While my client has been completely absolved of any wrongdoing or connection to the acts of terrorism, I am still prohibited by court order from discussing certain aspects of the case. The extraordinary secrecy which has characterized the post-9/11 investigation has made it difficult for defense lawyers to discuss the facts surrounding their clients’ detentions and impossible for the public to gain a complete picture of the government’s tactics. Many of my colleagues who represent past or current detainees share my view that this veil of secrecy serves only to shield the government from criticism.
Before concluding, I would like to discuss one more issue, which is closely related to the denial of access to counsel. On October 31, the Federal Bureau of Prisons published notice in the Federal Register of a new rule giving the Federal government authority to monitor communications between people in Federal custody and their lawyers if the Attorney General deems it “reasonably necessary in order to deter future acts of violence of terrorism.”
Instead of obtaining a court order, the Attorney General need only certify that “reasonable suspicion exists to believe that an inmate may use communications with attorneys or their agents to facilitate acts of terrorism.” Until now, communications between inmates and their attorneys have been exempt from the usual monitoring of other calls and visits at the 100 federal prisons around the country.
NACDL joins the American Bar Association and the vast majority of the legal profession in denouncing this new policy. The attorney-client privilege — “the oldest of the privileges for confidential communications known to the common law” — is the most sacred of all the legally recognized privileges.
Its root purpose is “to encourage full and frank communications between attorneys and their clients and thereby promote broader public interests in the observance of law and administration of justice. The privilege recognizes that sound legal advice or advocacy serves public ends and that such advice or advocacy depends upon the lawyer’s being fully informed by the client.” Upjohn Co. v. United States, 449 U.S. 383, 389 (1981).
Based on my 32-years experience, defending persons from all walks of life, I can tell you that the crucial bond of trust between lawyer and client is hard-won and easily worn.

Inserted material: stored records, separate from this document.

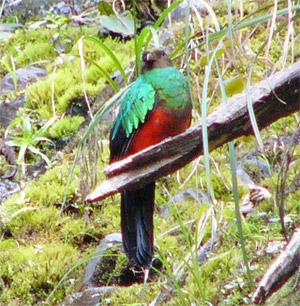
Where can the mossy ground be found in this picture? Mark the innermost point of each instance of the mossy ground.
(48, 232)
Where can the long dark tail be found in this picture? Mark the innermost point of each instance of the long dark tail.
(137, 224)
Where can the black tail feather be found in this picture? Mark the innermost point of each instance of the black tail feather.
(137, 224)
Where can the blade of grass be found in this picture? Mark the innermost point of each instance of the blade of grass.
(233, 163)
(110, 54)
(104, 72)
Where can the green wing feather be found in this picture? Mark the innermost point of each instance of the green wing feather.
(135, 105)
(167, 84)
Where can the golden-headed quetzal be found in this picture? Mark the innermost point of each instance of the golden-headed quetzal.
(158, 105)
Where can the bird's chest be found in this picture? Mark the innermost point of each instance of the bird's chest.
(160, 125)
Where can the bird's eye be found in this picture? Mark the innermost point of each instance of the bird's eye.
(146, 55)
(162, 53)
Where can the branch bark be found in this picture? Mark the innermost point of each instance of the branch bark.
(283, 267)
(276, 97)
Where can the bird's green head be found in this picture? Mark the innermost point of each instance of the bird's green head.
(156, 58)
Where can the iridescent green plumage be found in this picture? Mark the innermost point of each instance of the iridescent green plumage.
(165, 84)
(156, 106)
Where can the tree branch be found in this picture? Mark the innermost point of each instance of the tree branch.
(274, 98)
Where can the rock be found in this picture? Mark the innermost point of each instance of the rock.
(8, 110)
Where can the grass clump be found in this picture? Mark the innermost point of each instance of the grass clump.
(31, 272)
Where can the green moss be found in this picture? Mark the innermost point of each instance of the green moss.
(32, 272)
(65, 127)
(68, 79)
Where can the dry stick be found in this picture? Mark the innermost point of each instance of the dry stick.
(273, 98)
(283, 267)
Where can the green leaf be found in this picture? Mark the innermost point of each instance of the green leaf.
(105, 9)
(121, 25)
(110, 54)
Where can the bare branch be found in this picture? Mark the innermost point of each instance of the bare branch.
(283, 267)
(272, 99)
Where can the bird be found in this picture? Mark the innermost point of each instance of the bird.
(158, 105)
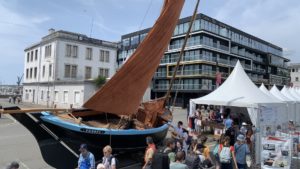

This is particularly true when the attorney must bridge cultural, ethnic and language differences.
Any interference from the government can permanently damage this relationship, threatening the defendant’s representation and the public’s interest in a just and fair outcome — not to mention the government’s interest in obtaining cooperation in its investigations. In all likelihood, the mere specter of monitoring will complicate the already difficult endeavor of communicating effectively with incarcerated clients and will chill the delicate relationship between the accused and his advocate.